Title:

Chained Kullback-Leibler Divergences

Abstract:

We define and characterize the "chained" Kullback-Leibler divergence min_w D(p||w)+D(w||q) minimized over all intermediate distributions w and the analogous k-fold chained K-L divergence min D(p||w1)+D(w1||w2)+...+D(wk||q) minimized over the entire path (w1, ... ,wk). This quantity arises in a large deviations analysis of a Markov chain on the set of types – the Wright-Fisher model of neutral genetic drift: a population with allele distribution q produces offspring with allele distribution w, which then produce offspring with allele distribution p, and so on. The chained divergences enjoy some of the same properties as the K-L divergence (like joint convexity in the arguments) and appear in k-step versions of some of the same settings as the K-L divergence (like information projections and a conditional limit theorem). We further characterize the optimal k-step "path" of distributions appearing in the definition and apply our findings in a large deviations analysis of the Wright-Fisher process.
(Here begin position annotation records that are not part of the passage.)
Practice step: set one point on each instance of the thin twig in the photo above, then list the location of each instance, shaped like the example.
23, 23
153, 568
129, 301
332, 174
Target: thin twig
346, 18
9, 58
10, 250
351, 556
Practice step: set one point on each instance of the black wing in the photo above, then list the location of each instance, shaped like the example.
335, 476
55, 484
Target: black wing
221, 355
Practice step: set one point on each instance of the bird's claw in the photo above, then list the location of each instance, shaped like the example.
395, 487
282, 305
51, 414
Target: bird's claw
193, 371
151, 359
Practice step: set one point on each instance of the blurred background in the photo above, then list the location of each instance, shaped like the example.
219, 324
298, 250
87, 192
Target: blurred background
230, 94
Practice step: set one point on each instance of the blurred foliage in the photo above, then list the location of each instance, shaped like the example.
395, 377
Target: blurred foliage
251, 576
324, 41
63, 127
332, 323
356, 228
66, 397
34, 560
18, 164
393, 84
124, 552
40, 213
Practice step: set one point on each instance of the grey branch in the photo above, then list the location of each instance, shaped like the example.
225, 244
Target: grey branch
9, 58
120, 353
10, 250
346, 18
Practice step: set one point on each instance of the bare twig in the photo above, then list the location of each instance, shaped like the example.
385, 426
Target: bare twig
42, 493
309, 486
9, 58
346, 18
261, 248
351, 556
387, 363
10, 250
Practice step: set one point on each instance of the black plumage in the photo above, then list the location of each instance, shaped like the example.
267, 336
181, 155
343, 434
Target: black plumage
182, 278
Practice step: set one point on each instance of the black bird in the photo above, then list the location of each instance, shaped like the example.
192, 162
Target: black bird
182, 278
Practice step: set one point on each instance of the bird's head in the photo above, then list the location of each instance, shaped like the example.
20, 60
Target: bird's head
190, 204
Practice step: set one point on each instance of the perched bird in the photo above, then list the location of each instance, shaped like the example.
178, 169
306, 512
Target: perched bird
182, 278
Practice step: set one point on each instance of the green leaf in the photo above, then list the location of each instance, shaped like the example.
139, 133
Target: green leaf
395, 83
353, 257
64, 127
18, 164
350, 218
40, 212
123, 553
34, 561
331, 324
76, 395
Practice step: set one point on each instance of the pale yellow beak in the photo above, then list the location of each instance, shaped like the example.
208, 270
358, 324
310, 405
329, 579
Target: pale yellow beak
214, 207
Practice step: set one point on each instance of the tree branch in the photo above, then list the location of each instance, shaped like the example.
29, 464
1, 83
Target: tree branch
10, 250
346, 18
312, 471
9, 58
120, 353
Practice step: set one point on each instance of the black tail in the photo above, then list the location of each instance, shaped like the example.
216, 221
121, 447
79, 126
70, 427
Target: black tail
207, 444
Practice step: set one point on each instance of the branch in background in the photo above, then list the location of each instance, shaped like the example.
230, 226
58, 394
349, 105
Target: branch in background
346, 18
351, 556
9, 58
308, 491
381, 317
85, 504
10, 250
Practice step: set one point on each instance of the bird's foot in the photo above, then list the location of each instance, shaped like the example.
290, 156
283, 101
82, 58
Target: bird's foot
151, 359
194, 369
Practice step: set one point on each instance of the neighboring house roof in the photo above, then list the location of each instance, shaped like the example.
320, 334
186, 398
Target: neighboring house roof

We make a connection to information geometry via the previously studied continuum limit, where the number of steps tends to infinity, and the limiting path is a geodesic in the Fisher information metric. Finally, we offer a thermodynamic interpretation of the chained divergence (as the rate of operation of an appropriately defined Maxwell’s demon) and we state some natural extensions and applications (a k-step mutual information and k-step maximum likelihood inference). We release code for computing the objects we study.